Confirming the correctiness of mereging two datasets [message #25738] |
Fri, 02 December 2022 07:08 |
gebretsh@gmail.com
Messages: 17 Registered: June 2022
|
Member |
|
|
Dear DHS experts,
As usual, I would like to thank you for the much-needed assistances you provide to me on questions I pose related to DHS data.
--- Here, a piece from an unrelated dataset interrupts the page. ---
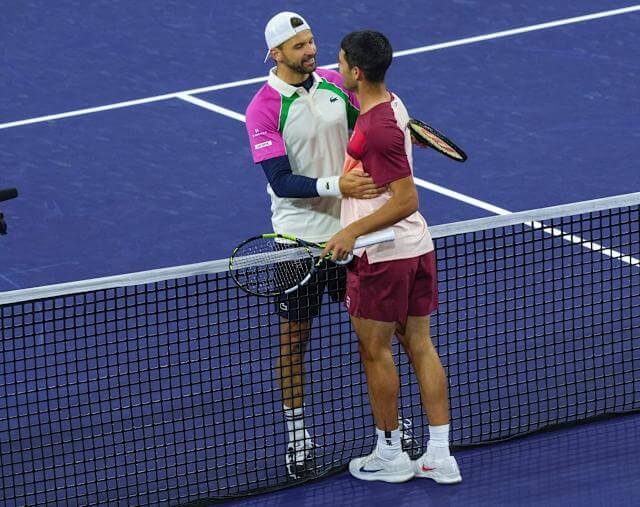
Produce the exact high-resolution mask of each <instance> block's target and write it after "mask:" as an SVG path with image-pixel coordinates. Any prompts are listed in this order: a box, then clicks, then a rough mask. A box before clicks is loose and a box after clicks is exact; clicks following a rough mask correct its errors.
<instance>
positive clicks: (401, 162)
mask: <svg viewBox="0 0 640 507" xmlns="http://www.w3.org/2000/svg"><path fill="white" fill-rule="evenodd" d="M404 141H405V140H404V133H403V132H402V131H401V130H400V129H399V128H398V126H397V125H390V124H389V123H386V124H385V125H384V126H378V127H374V128H373V129H371V130H370V131H369V132H367V135H366V147H365V153H364V157H363V159H364V166H365V167H366V169H367V172H368V173H369V174H370V175H371V177H372V178H373V181H374V182H375V183H376V185H388V184H389V183H391V182H392V181H396V180H399V179H402V178H406V177H407V176H411V174H412V172H411V165H410V164H409V158H408V157H407V152H406V150H405V143H404Z"/></svg>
I merged the 2000 KR file with the 2000 wealth index file in Stata. The observations in the KR file are 10873 and in the WI, they are 14072. Now, after I merged the two data, the result shows that all 10873 observations in the KR are matched with the WI observations. However, the unmatched observations from the WI file are 7095, far more than I normally expect (14072-10873=3199). I guess that this would happen since I use many-to-one merge, but I am not quite sure whether this is true, and I kindly bring it to your attention for confirmation.
Regards,
|
|
|
Re: Confirming the correctiness of mereging two datasets [message #25756 is a reply to message #25738] |
Mon, 05 December 2022 13:13 |
Bridgette-DHS
Messages: 3189 Registered: February 2013
|
Senior Member |
|
|
Following is a response from Senior DHS staff member, Tom Pullum:
Your merge is ok. The WI file has one record for every household in the survey, and there were 7095 households that had no children under 5. Below I will give the Stata code for this merge, because it shows how to unpack whhid in the WI file. I use an older version of the merge command, which I prefer because it does not require spedifying 1:m, etc.
* Specify a workspace
cd e:\DHS\DHS_data\scratch
* Prepare the WI file
use "C:\Users\26216\ICF\Analysis - Shared Resources\Data\DHSdata\ETWI41FL.DTA"
describe hhid
* whhid is str12
forvalues li=1/12 {
gen col`li'=substr(whhid,`li',1)
}
list col* if _n<=20, table clean
tab1 col*
* It appears that hv001 is cols 7-9 and hv002 is cols 10-12
gen hv001=substr(whhid,7,3)
gen hv002=substr(whhid,10,3)
destring(hv001), generate(cluster)
destring(hv002), generate(hh)
sort cluster hh
save ETWItemp.dta, replace
* Prepare the KR file
use "C:\Users\26216\ICF\Analysis - Shared Resources\Data\DHSdata\ETKR41FL.DTA"
summarize v001 v002
* v001 and v002 have 1-3 columns
gen cluster=v001
gen hh=v002
list cluster hh if _n<=20, table clean
sort cluster hh
* Do the merge
merge cluster hh using ETWItemp.dta
tab _merge
* _merge=2 for 7095 cases; these are households that have no children under 5; drop them
drop if _merge==2
drop _merge
|
|
|
|